Our method outperforms the current state-of-the-art methods in both classification and segmentation (Table 1), and the fetal body part measurement (Table 2). As shown in Figure 3, our segmentation results of standard view scans are comparable to the ground-truths provided by experienced sonographers.
Measurement results: Table 2
reports results of fetal head, abdomen and femur error measurement (in mm) against state-of-the-art neural networks measured as the mean and standard deviation.
|a) head||b) abdomen||c) femur|
We conduct the ablation study to show the effectiveness of the proposed method called FetalNet in terms of both segmentation and classification. We use the same dataset and hyperparameters of the neural network for each experiment, if not mentioned. Table3 shows the experiments for the proposed method with different combinations of modules. As we can see, multi-task learning improves segmentation results to compare with U-Net base model. For the segmentation, combining the proposed performed better than only using Dice loss. The results were further improved after introducing attention gate mechanism and stacked modules separately. Finally, our model trained with each of the proposed extensions, resulting in a notable performance gain over all the metrics.

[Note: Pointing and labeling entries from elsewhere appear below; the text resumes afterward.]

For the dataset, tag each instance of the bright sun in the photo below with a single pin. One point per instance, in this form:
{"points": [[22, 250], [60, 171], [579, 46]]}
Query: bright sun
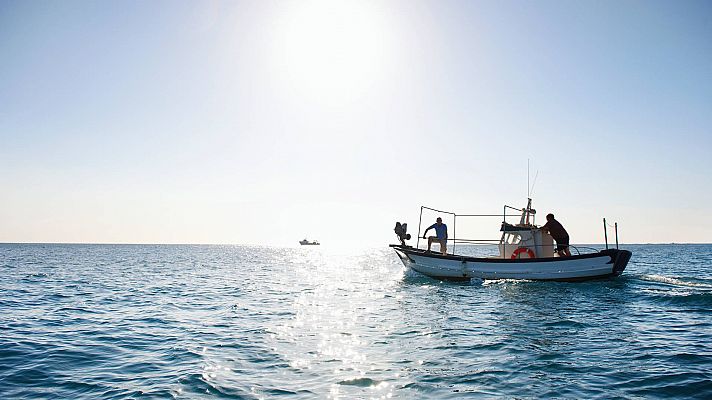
{"points": [[332, 49]]}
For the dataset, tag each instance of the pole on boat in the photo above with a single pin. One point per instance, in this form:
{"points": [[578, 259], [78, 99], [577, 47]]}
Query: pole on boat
{"points": [[420, 221], [454, 233]]}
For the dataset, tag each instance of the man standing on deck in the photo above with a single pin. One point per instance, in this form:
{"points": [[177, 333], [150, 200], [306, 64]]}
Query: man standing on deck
{"points": [[440, 235], [557, 231]]}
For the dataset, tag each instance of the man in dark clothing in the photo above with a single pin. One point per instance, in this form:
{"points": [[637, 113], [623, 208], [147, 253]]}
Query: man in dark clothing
{"points": [[440, 235], [559, 234]]}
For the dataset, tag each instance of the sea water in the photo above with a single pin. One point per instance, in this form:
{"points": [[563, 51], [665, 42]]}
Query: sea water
{"points": [[193, 321]]}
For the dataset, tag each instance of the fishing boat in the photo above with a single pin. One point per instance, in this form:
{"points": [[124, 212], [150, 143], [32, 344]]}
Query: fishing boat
{"points": [[525, 252], [306, 242]]}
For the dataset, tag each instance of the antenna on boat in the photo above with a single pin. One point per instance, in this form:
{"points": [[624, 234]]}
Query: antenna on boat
{"points": [[530, 189]]}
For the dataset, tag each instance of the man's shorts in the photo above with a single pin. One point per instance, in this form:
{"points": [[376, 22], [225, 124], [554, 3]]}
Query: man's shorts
{"points": [[562, 243]]}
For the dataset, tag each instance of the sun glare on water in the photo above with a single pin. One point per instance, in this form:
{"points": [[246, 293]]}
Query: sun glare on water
{"points": [[331, 49]]}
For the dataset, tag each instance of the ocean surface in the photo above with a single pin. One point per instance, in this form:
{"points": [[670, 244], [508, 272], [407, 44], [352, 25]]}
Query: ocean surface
{"points": [[240, 322]]}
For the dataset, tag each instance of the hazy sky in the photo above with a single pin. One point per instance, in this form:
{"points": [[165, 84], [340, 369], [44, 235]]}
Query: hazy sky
{"points": [[263, 122]]}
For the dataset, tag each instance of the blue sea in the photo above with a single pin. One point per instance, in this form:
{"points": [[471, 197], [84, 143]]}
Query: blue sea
{"points": [[241, 322]]}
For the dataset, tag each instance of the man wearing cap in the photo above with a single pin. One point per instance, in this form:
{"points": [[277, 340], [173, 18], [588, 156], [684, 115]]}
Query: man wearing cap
{"points": [[557, 231], [440, 235]]}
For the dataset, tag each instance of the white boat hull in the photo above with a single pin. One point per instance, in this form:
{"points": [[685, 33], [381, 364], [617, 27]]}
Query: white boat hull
{"points": [[606, 263]]}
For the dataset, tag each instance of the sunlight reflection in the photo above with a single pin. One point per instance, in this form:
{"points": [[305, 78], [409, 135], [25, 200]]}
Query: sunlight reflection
{"points": [[334, 313]]}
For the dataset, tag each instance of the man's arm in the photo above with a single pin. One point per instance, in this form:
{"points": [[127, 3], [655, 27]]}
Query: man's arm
{"points": [[427, 229]]}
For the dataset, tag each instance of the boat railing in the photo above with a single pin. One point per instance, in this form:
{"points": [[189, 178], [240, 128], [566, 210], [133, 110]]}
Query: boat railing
{"points": [[455, 240]]}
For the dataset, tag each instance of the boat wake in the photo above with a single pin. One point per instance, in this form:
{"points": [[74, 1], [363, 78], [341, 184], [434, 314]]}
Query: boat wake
{"points": [[680, 282]]}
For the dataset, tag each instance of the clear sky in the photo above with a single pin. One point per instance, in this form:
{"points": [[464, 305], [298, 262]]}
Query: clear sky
{"points": [[264, 122]]}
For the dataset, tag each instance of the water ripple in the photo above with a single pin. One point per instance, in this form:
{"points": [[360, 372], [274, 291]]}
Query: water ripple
{"points": [[142, 321]]}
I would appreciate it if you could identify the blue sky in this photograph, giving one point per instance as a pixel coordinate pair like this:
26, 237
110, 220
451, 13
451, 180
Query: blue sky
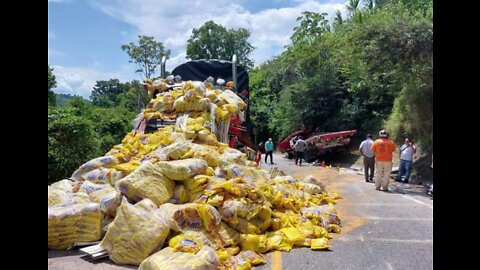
85, 36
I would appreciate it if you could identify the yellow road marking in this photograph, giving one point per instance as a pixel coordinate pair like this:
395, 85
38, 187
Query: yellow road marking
276, 260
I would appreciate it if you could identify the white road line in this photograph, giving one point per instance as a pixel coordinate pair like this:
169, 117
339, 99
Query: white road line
376, 204
406, 241
386, 218
417, 201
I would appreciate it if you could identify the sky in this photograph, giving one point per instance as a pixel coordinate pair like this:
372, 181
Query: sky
85, 36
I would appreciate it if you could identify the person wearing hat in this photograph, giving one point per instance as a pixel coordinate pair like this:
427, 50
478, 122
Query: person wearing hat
383, 149
368, 158
269, 150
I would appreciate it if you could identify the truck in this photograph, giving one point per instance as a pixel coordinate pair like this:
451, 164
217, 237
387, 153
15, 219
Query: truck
239, 130
318, 144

In this paper, we propose an end-to-end multi-task method called FetalNet for spatio-temporal full-length routine fetal US scan video analysis. In particular, we consider attention mechanism and present how to incorporate it into fetal biometric measurement to better exploit local structures. We introduce aggregation of multi-scale feature maps as a stacked module making our approach more robust to spatio-temporal fetal US scan video analysis, where the previous methods fail. This allows for accurate and precise simultaneous localization and classification of the fetal body parts in freehand fetal US video recordings. Our method incorporates a classification branch to the U-Net-based encoder-decoder neural network. To learn temporal features, we employ the ConvLSTM layer as a bottleneck. To make our method more robust on ultrasound noise and shadow, we exploit an attention gate mechanism to focus on relevant ROIs at the frame level. We introduce a stacked module, aggregating the multi-scale feature maps of the decoder to learn the local and global context of the target. The ablation study (Table 3) shows that using both additional modules, our methods achieve better results in segmentation and classification of the fetal body parts.

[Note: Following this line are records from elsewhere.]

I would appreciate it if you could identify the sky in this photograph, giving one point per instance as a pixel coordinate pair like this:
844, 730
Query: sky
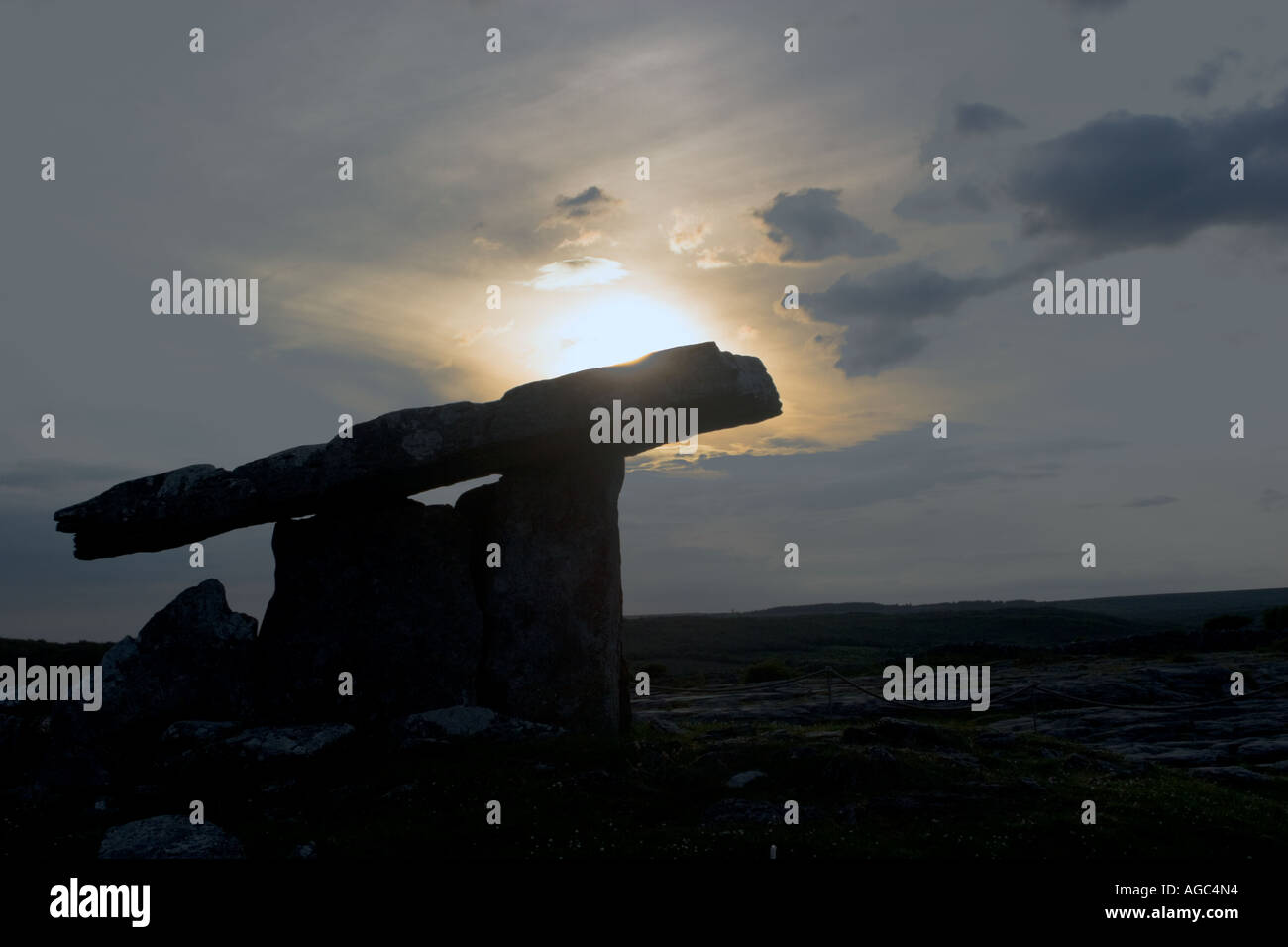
767, 169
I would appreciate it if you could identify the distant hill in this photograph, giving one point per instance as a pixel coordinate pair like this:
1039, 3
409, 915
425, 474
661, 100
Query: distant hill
862, 634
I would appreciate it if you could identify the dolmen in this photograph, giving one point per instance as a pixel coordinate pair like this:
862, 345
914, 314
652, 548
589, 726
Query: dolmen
510, 599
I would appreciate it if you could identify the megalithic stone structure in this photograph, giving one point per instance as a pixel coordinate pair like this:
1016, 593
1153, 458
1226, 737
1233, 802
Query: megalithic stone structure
413, 450
416, 602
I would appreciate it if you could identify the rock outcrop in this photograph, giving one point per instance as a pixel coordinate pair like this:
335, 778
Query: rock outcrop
380, 590
192, 660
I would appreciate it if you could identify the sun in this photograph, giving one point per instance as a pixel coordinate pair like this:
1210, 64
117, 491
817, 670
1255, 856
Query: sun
614, 328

In this paper, we proposed an end-to-end multi-task method called FetalNet for spatio-temporal fetal US scan video analysis. FetalNet is designed to jointly localize, classify and measure the fetal body parts during routine freehand fetal US examinations. The proposed method has the potential as fetal biometry assistance tool for clinical use by non-experienced personnel. Usage of our approach in a clinical environment requires real-time feedback for a sonographer during routine fetal US examinations. Due to the large size of model parameters, we will implement a more efficient neural network to work on computationally low-cost devices. Additionally, we will improve and make our model more robust by adding to the training set data generated on a larger variety of devices as well as low-quality data to simulate data acquisitions made by non-expert personnel. We will also extend our method to automatically detect abnormalities of the fetus and perform a direct estimation of gestational age and fetal weight.
The authors would like to thank the following medical sonographers for data, annotations and clinical expertise: Jan Klasa, MD; Bogusław Marinković, MD; Wojciech Górczewski, MD; Norbert Majewski, MD; Anita Smal-Obarska, MD.